Il 59% delle aziende del settore vino dedica alle attività di comunicazione una percentuale del fatturato che va dall’1% al 5%.
Il 29% investe una percentuale del fatturato che va dal 6% al 20% ed il 7% del campione supera il 20% del fatturato. Il 5% non dedicata nessun investimento alla comunicazione.
Il 57% delle imprese dichiarano di pianificare annualmente la comunicazione, il restante 43% non si occupa di questo aspetto.

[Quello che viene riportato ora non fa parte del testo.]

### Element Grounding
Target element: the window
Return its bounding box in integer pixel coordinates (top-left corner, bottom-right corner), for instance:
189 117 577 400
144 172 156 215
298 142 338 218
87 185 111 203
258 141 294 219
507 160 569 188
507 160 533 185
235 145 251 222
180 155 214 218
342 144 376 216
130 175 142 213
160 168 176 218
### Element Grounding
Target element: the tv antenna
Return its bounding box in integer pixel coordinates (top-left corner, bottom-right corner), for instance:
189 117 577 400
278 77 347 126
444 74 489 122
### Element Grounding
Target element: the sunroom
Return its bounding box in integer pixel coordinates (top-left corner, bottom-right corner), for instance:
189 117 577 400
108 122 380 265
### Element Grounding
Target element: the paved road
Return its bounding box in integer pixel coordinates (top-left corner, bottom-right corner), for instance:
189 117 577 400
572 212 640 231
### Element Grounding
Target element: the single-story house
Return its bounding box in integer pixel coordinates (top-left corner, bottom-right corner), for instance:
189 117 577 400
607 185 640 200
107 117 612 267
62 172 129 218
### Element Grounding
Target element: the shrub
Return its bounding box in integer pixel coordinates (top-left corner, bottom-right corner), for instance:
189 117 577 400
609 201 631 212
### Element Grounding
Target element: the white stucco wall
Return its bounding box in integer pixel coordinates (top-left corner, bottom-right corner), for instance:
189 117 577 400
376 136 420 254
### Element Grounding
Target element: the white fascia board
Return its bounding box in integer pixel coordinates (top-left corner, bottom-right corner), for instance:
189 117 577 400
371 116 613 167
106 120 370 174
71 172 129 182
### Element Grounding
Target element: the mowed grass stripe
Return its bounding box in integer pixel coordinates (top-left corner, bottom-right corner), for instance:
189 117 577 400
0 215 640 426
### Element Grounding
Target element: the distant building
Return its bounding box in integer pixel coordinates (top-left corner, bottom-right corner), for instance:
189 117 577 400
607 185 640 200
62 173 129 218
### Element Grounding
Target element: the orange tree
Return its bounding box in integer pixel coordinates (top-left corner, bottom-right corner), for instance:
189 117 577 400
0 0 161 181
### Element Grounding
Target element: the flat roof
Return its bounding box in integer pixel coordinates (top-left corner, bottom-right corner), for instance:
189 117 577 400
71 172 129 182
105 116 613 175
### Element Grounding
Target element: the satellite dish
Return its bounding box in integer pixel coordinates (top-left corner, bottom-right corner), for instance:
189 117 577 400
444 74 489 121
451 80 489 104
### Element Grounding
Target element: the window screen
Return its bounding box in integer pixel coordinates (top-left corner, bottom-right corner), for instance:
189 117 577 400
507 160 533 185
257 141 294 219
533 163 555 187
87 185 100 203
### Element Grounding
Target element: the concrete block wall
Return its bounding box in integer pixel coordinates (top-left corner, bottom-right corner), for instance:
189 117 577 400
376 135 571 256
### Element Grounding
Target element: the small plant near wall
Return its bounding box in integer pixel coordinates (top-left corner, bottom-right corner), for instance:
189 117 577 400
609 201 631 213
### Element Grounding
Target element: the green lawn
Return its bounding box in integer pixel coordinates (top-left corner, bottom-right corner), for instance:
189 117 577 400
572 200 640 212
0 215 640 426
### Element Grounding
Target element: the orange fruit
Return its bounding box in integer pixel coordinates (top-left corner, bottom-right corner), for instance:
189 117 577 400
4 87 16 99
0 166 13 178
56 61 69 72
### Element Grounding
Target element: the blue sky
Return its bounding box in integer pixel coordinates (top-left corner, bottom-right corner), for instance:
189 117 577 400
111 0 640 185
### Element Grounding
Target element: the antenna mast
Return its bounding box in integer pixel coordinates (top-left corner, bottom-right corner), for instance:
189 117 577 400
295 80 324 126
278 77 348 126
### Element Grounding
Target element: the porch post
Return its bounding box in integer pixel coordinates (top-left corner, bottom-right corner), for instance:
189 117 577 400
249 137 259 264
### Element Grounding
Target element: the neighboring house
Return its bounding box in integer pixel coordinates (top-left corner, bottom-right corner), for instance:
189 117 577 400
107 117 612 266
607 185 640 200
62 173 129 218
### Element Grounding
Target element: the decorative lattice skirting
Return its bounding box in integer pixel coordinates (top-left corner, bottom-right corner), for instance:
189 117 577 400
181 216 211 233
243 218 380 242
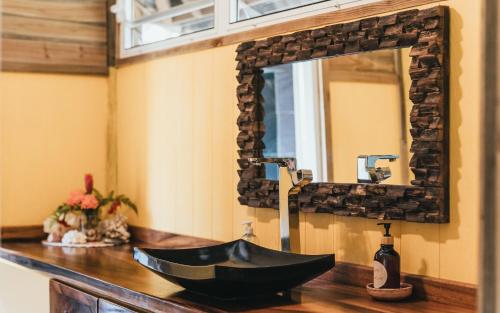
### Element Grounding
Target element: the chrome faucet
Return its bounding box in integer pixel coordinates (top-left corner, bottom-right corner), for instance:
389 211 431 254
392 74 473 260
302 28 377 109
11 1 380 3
248 158 313 253
358 154 399 184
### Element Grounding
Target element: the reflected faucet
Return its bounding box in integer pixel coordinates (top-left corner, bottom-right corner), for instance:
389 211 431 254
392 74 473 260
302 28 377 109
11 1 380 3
248 158 313 253
358 154 399 184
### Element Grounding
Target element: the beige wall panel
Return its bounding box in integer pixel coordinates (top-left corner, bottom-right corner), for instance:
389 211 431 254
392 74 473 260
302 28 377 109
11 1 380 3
255 209 281 250
0 73 107 226
211 46 237 240
399 222 439 277
301 213 335 254
116 64 151 228
192 51 215 238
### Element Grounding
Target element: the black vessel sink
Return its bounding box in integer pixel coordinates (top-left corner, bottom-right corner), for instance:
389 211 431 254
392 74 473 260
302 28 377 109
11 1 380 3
134 239 335 298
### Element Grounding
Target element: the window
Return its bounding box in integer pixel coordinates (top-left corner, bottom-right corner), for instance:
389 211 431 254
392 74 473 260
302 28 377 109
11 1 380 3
231 0 331 23
111 0 380 58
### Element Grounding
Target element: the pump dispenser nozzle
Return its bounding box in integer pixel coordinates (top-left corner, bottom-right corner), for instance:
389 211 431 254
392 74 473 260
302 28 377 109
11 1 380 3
377 223 391 237
377 223 394 245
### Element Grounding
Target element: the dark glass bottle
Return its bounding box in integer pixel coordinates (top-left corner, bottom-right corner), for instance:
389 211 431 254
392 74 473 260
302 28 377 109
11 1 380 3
373 223 400 289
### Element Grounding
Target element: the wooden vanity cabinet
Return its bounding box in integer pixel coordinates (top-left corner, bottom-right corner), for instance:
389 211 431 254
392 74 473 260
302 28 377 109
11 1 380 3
50 280 99 313
50 280 144 313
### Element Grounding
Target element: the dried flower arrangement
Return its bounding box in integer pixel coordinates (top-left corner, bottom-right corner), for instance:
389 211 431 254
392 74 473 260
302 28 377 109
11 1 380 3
43 174 137 245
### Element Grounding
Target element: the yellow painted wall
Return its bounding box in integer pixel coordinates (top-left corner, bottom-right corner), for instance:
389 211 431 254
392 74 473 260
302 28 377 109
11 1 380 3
0 72 108 226
117 0 481 283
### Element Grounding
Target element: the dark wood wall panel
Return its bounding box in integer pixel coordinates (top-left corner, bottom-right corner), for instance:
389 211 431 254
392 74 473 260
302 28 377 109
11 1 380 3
1 0 108 74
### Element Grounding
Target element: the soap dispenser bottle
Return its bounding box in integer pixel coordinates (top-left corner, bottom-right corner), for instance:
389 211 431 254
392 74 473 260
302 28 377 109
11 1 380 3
373 223 400 289
241 221 257 244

I 3 valori identitari maggiormente comunicati dalle aziende del vino fanno riferimento alla qualità dei prodotti, al territorio, alla famiglia. Mentre l’identità, la ricerca e l’originalità rimangono in fondo alla classifica.
“Le considerazioni finali che emergono da questa indagine riguardano il fatto che oggi il vino italiano si trova di fronte ad una rivoluzione culturale, ad un approccio da parte dei consumatori molto più laico, con meno pregiudiziali ideologiche” ha evidenziato Piccoli. “Si coltivano molte più tendenze rispetto al passato, però c’è un problema: c’è un mondo che cambia, molto più segmentato, però noi continuiamo a comunicare alla stessa maniera. Investendo poco, con poche competenze spesso delegate e con una difficoltà a selezionare i valori che ti rendono realmente unico e riconoscibile”.